The 2020 Outstanding Recent Graduate Award Was Bestowed Upon Dr. Jakob Seidlitz

The 2020 Outstanding Recent Graduate Award Was Bestowed Upon Dr. Jakob Seidlitz

The International Biomedical Research Alliance introduced two new recognition awards designed to honor the achievements of alumni and newly-graduated students of the NIH Oxford-Cambridge Scholars Program. The ceremony to honor the winners was held during the 2020 NIH Global Doctoral Partnerships Research Workshop June 15th-18th.  

The 2020 Outstanding Recent Graduate Award was bestowed upon Dr. Jakob Seidlitz, a postdoctoral researcher at the University of Pennsylvania and Co-Founder of Cooperative Open Science Network (COSciN), aiming to bridge the gap between academia and industry. The Outstanding Recent Graduate Award recognizes the noteworthy and distinctive achievements of an individual who has graduated from the NIH Oxford-Cambridge Scholars program within the last two years. The honoree embodies the values of scientific innovation and collaboration leading to seminal biomedical discoveries at an early stage in their career.
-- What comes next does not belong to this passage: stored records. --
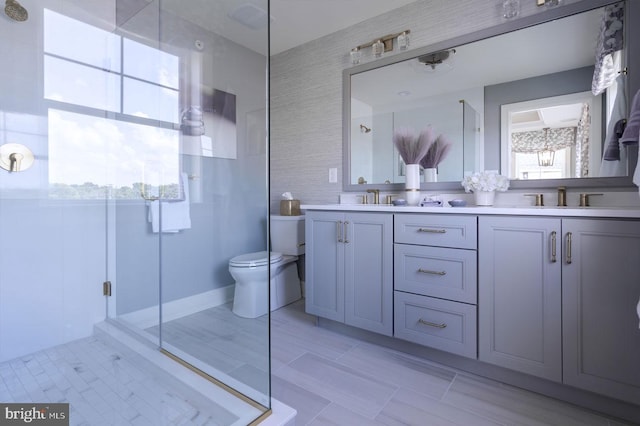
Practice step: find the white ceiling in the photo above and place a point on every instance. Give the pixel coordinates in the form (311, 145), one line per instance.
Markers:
(294, 22)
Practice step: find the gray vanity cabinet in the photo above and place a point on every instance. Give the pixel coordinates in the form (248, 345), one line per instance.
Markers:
(557, 299)
(600, 291)
(520, 294)
(349, 268)
(435, 281)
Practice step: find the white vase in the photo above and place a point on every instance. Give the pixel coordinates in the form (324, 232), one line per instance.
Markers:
(431, 174)
(412, 184)
(484, 198)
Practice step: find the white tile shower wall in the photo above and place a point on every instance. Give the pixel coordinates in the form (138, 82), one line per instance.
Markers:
(306, 89)
(52, 257)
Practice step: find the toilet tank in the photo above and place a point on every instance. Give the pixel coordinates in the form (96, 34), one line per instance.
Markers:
(287, 234)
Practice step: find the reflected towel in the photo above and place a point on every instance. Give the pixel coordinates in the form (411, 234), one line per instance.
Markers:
(176, 215)
(630, 135)
(612, 153)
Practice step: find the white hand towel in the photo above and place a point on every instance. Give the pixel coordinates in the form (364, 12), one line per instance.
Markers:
(176, 215)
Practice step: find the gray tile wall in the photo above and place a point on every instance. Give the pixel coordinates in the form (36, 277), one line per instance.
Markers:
(306, 89)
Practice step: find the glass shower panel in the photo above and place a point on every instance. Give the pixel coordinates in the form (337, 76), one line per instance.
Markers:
(198, 190)
(222, 208)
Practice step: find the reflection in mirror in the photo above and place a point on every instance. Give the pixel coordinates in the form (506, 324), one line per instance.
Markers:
(552, 138)
(482, 92)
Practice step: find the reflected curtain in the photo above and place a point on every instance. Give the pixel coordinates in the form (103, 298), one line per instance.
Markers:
(536, 140)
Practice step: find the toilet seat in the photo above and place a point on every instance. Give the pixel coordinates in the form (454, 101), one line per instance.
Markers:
(254, 260)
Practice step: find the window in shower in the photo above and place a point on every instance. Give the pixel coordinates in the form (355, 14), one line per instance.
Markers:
(113, 127)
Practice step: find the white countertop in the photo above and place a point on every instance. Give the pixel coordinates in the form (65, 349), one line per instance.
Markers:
(611, 212)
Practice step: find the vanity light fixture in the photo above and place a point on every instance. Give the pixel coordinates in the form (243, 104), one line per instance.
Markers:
(437, 58)
(380, 45)
(546, 156)
(549, 3)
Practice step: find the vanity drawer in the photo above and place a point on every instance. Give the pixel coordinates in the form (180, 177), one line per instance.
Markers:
(440, 324)
(436, 230)
(435, 271)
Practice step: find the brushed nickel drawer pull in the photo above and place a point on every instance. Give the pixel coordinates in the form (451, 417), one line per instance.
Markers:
(431, 324)
(433, 231)
(429, 271)
(346, 232)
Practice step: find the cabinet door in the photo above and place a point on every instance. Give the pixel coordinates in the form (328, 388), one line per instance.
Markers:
(601, 287)
(519, 298)
(324, 273)
(369, 271)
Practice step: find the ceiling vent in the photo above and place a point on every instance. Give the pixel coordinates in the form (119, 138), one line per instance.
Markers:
(250, 16)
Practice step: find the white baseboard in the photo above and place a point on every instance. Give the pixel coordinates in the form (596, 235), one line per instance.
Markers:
(148, 317)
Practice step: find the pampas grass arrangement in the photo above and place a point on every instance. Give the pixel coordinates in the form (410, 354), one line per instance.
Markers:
(438, 150)
(410, 148)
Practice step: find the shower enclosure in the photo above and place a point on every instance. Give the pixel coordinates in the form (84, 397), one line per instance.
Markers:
(147, 124)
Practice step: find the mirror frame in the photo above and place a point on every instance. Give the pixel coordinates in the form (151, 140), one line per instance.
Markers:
(632, 33)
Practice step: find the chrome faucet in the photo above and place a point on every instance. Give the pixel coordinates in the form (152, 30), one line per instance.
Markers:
(584, 199)
(562, 196)
(376, 195)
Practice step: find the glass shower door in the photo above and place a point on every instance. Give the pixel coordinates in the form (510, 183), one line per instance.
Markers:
(199, 197)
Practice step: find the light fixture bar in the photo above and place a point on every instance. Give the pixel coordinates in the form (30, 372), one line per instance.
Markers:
(386, 40)
(380, 45)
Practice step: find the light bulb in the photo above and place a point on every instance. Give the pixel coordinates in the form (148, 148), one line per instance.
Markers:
(356, 55)
(403, 41)
(378, 48)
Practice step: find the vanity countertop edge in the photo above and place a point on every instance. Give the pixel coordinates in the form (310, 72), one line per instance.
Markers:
(603, 212)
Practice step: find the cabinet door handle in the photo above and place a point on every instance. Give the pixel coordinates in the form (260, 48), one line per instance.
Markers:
(432, 324)
(433, 231)
(568, 259)
(429, 271)
(346, 232)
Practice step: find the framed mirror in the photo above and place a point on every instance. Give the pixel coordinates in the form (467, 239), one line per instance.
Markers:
(505, 97)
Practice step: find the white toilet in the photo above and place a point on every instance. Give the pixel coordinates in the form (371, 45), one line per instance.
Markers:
(251, 298)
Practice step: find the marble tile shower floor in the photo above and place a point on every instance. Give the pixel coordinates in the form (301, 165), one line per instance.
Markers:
(332, 379)
(107, 383)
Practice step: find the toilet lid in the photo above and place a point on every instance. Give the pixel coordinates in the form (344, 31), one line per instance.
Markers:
(251, 260)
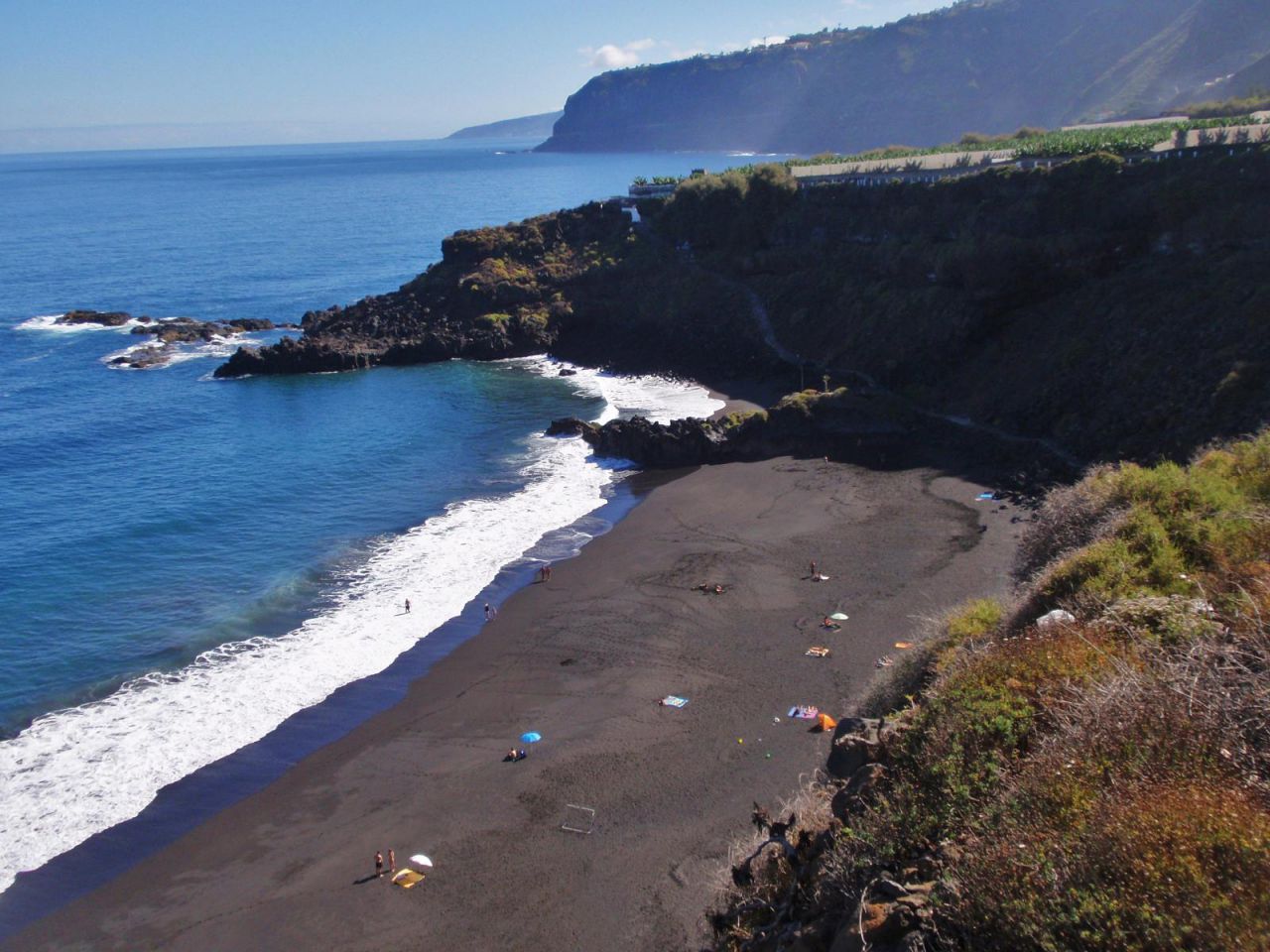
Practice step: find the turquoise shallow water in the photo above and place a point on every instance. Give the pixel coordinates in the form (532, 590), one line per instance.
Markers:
(176, 544)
Dr. Seidlitz was also the recipient of the 2018 IBRA Innovation Award for novel solutions in biology or medicine for discoveries of unusual importance, application, or magnitude that make use of new or unusual methods, paradigms or approaches to solve important problems in biology or medicine. Dr. Seidlitz’s work focused on adolescence — a time of major physical, chemical, and biological changes, as well as a common period of onset for various brain-related disorders. It is crucial to develop methods that help achieve a full understanding of normative neurodevelopment, allowing better characterization of aberrant neurodevelopment. His work is focused on providing such an understanding through the use of brain networks generated from multimodal neuroimaging. He is looking at new ways to integrate multiple MRI contrasts in order to create a brain network “fingerprint” for an individual. In theory, these methods will be more robust to capturing an individual’s neurobiological profile, and thus more sensitive to inter-individual differences in behavior, cognition, and psychopathology. Dr. Seidlitz’s work was published in Neuronwith a related publication co-lead by another OxCam student in Science

“I was delighted and humbled to receive the inaugural Outstanding Recent Graduate Award. My PhD, and the work being recognized herein, is representative of what makes the OxCam program so unique – the support and freedom to pursue curious and collaborative science. A big thanks to the directors and staff for this recognition, and for making the program what it was for me and what it is today,” remarked Dr. Seidlitz.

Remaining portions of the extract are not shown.